Ma non potrebbe essere un richiamo a come si vive in molte comunità cristiane dove ci si accontenta del proprio gruppo senza preoccuparsi di conoscere quello che fanno gli altri? Superbi e arroccati sulle nostre belle abitudini, finiamo per pensare che solo noi siamo capaci, solo di noi il parroco si può fidare. E così finiamo per essere totalmente distratti e disinteressati per quelli che non vengono in chiesa o che – pur venendo in chiesa – ci guardiamo bene dal far venire loro la voglia di aggregarsi a noi.

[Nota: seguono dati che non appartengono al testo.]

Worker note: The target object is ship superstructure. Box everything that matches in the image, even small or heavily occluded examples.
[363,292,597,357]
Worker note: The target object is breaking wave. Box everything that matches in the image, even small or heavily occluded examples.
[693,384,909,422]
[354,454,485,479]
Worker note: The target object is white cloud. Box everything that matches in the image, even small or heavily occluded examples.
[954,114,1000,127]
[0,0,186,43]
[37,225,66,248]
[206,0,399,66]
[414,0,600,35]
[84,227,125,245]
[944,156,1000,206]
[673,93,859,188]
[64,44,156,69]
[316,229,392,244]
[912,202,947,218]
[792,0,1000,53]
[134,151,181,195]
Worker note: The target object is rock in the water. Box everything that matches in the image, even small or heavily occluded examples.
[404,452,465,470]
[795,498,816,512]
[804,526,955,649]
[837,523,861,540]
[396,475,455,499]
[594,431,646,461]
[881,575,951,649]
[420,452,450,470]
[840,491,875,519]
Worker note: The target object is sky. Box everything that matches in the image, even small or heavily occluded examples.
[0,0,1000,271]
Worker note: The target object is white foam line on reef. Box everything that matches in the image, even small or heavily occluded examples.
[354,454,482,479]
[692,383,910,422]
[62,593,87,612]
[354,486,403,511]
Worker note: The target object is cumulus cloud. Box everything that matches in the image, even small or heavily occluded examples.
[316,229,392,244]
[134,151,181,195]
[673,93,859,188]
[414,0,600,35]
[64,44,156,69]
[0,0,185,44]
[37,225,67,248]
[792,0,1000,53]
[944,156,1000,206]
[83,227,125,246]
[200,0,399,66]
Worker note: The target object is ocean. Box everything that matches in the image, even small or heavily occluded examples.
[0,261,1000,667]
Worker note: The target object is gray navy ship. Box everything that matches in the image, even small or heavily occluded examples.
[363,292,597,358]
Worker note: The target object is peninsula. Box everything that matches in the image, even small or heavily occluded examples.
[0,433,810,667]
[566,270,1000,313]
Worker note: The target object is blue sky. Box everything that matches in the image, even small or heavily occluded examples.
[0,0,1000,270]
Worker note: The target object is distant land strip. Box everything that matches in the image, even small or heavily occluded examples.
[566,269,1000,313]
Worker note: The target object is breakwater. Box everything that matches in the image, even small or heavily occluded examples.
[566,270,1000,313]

E se per caso qualcuno decide di aggregarsi, quanto gliela facciamo pesare… - A questi presunti criteri di qualità Gesù risponde con parole durissime: “Non so di dove siete, allontanatevi da me, voi operatori di ingiustizia”. E poi quella profezia che forse farà venire l’orticaria a chi vive con permanente fastidio il rapporto con chi arriva da altri mondi ed è portatore di altre tradizioni religiose: “Verranno da oriente e da occidente, da settentrione e da mezzogiorno e siederanno a mensa nel regno di Dio”. E mi viene in mente come ogni tanto qualcuno continui a tirare in ballo l’identità cristiana ma sempre nella logica della separazione, di chi si mette tra i “primi”. Peccato che forse non ha ancora letto questa pagina del Vangelo che assicura che in quel grande pranzo che ci attende nel regno di Dio “vi sono ultimi che saranno primi e vi sono primi che saranno ultimi”.
E che la cosa non debba capitare a noi!
19 luglio – Settima dopo Pentecoste
(Gs 4,1-9 – Rm 3,29-31 – Lc 13,22-30)
E LA PORTA FU CHIUSA
Magari ci è capitato, in questi mesi di accesso contingentato a messa, di trovare la porta ormai chiusa, la chiesa piena. Possibile? Sembrava così “sportivo” andare in chiesa, dove e quando e come mi piaceva! Gesù oggi parla del pericolo di trovar chiusa un’altra porta, ben più decisiva, quella del paradiso, della vita eterna; e al nostro bussare, sentirsi rispondere: “Voi, non so di dove siete”. Forse ci siamo illusi che il Regno di Dio è come un weekend estivo, un optional piacevole. E’ detto: “Vi sono ultimi che saranno primi, e vi sono primi che saranno ultimi”. Si parla di una porta stretta.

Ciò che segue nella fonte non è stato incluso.